RESUME
Me Jane Grant commente cette décision dans laquelle la Cour du Québec se penche sur les éléments à prouver lors d’un recours en enrichissement injustifié découlant d’une union de fait.
INTRODUCTION
Dans la décision Roy c. Maheu1, les parties mettent fin à leur union de fait après 25 ans. La demanderesse poursuit le défendeur en enrichissement injustifié, celle-ci ayant enrichi la famille alors que son conjoint a investi dans le bien-être de son entreprise. Le juge applique les présomptions découlant d’une union de fait de longue durée, soit la corrélation entre l’enrichissement et l’appauvrissement, et l’absence de justification.
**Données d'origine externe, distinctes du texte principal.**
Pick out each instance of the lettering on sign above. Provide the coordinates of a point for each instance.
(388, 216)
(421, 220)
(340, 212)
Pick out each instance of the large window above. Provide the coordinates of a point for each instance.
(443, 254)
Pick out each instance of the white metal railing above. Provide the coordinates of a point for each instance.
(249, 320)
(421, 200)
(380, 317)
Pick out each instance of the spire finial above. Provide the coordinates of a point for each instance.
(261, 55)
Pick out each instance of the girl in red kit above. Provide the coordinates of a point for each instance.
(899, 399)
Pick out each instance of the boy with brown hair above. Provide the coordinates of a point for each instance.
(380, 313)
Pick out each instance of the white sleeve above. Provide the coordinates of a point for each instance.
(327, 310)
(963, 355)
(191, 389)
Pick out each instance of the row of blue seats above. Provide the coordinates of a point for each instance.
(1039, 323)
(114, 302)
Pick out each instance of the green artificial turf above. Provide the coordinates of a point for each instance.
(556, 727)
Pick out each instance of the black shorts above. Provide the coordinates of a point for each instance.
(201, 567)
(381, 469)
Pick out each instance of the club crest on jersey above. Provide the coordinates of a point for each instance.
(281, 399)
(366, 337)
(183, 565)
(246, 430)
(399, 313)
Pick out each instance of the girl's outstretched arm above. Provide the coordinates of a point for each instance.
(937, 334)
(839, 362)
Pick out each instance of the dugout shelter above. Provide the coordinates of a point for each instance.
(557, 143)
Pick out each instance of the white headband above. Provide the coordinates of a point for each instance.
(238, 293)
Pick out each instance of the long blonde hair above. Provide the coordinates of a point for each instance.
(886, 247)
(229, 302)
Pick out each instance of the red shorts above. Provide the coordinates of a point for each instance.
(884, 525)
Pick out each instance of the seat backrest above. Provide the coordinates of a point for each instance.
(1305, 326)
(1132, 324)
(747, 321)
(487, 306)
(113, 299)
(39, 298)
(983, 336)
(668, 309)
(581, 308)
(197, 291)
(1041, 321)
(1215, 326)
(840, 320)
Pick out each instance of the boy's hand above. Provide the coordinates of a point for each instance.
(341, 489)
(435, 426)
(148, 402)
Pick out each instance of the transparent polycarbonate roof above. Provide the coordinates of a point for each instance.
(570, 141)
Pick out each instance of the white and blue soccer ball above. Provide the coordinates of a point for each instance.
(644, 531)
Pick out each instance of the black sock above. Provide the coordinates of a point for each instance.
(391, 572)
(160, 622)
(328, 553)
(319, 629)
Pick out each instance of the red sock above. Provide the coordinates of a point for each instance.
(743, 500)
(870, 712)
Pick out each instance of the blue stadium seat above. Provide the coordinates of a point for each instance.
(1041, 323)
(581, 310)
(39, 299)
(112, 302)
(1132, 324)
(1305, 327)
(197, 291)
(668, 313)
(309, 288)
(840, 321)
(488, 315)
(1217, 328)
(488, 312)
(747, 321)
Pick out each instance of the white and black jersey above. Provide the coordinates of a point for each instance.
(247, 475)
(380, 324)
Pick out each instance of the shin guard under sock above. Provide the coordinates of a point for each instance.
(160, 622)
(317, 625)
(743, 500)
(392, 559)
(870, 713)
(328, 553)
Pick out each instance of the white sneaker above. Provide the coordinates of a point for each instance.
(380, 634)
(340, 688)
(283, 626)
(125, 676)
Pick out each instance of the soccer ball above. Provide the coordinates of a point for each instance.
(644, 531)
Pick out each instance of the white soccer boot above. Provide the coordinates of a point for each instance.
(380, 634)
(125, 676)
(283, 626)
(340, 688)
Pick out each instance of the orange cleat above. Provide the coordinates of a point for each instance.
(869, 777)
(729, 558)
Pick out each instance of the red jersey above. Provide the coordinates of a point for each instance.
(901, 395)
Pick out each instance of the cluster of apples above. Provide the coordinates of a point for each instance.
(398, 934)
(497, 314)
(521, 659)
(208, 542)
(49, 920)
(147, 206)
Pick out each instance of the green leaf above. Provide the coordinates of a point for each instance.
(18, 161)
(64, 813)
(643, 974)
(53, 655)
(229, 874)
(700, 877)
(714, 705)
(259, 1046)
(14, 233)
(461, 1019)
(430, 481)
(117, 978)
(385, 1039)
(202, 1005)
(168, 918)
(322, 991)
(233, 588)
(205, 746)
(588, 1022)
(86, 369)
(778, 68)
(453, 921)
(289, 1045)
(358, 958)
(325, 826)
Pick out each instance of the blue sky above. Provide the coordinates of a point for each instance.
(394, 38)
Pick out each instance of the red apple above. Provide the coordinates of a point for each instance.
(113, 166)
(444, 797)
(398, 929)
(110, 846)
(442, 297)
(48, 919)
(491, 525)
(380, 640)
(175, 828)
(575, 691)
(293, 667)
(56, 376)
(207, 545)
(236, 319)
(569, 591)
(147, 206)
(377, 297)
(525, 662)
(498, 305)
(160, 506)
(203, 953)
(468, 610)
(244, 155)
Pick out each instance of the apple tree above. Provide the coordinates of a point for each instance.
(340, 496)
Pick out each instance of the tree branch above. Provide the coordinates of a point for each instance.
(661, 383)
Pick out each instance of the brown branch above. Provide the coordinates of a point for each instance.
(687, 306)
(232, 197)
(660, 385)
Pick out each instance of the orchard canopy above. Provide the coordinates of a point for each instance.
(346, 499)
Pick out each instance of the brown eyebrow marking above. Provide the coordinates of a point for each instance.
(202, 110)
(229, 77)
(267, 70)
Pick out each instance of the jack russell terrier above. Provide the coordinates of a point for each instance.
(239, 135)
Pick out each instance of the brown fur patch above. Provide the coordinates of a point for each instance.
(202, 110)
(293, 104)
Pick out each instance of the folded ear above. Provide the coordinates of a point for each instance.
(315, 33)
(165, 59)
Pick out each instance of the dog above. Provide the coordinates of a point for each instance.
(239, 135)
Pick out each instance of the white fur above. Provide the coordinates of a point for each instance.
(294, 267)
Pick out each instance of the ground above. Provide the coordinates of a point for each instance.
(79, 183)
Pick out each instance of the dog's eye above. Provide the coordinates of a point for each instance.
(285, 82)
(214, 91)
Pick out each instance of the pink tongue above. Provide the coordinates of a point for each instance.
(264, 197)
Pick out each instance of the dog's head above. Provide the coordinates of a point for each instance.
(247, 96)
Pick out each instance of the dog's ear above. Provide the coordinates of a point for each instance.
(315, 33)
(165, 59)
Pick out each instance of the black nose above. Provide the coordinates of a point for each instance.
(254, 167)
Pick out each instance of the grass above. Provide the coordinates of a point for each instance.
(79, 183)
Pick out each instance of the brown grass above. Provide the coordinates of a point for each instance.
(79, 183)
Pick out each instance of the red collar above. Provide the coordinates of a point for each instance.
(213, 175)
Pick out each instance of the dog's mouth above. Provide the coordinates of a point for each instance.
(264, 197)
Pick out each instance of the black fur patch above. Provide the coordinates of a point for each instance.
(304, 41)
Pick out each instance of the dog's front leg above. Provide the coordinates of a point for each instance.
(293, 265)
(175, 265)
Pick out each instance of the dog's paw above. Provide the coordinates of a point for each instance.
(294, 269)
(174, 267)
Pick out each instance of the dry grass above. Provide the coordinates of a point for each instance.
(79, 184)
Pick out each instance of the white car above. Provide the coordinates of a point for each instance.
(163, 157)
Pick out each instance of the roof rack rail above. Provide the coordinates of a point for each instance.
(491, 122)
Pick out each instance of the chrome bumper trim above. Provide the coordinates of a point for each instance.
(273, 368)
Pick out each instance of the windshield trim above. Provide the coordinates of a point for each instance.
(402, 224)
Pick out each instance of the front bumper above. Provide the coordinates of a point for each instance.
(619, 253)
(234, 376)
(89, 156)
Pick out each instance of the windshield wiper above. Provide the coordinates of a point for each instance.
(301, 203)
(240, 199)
Il en vient à la conclusion que madame a droit à une compensation financière.
I- LES FAITS
Les parties ont fait vie commune pendant plus de 25 ans, soit jusqu’en juillet 2009. Lors de leur rencontre, le défendeur est fonctionnaire, et les parties exploitent chacune un commerce dans le domaine des bijoux. Elles se fréquentent durant environ trois ans et, après avoir décidé de faire vie commune, la demanderesse vend son commerce pour aller vivre avec le défendeur, qui lui fait valoir qu’elle n’aura pas à travailler. À ce moment, les avoirs de la demanderesse totalisent 50 000 $ et ceux du défendeur, 110000 $. Un an plus tard naît leur fille. Même si elle n’a aucun revenu fixe, la demanderesse assume ses dépenses personnelles et plusieurs dépenses pour son enfant. Vivant de son capital, elle doit retourner travailler. Elle fonde alors une entreprise dans le sous-sol de la résidence et rembourse différents frais à l’entreprise du défendeur.
En plus d’investir ses revenus dans la famille, la demanderesse aide et accompagne le défendeur dans son entreprise. Après discussion avec ce dernier, elle retourne sur le marché du travail comme salariée. Elle travaille maintenant comme adjointe à la direction générale d’une institution financière. Le défendeur, quant à la lui, a ouvert son bureau d’avocat et travaille 12 à 13 heures par jour, exploite son commerce et a même ouvert un autre commerce auquel participe la demanderesse. Cette dernière aide également le défendeur au secrétariat de son cabinet, tout en continuant de s’occuper de la maison et de tous les soins de l’enfant, particulièrement son éducation.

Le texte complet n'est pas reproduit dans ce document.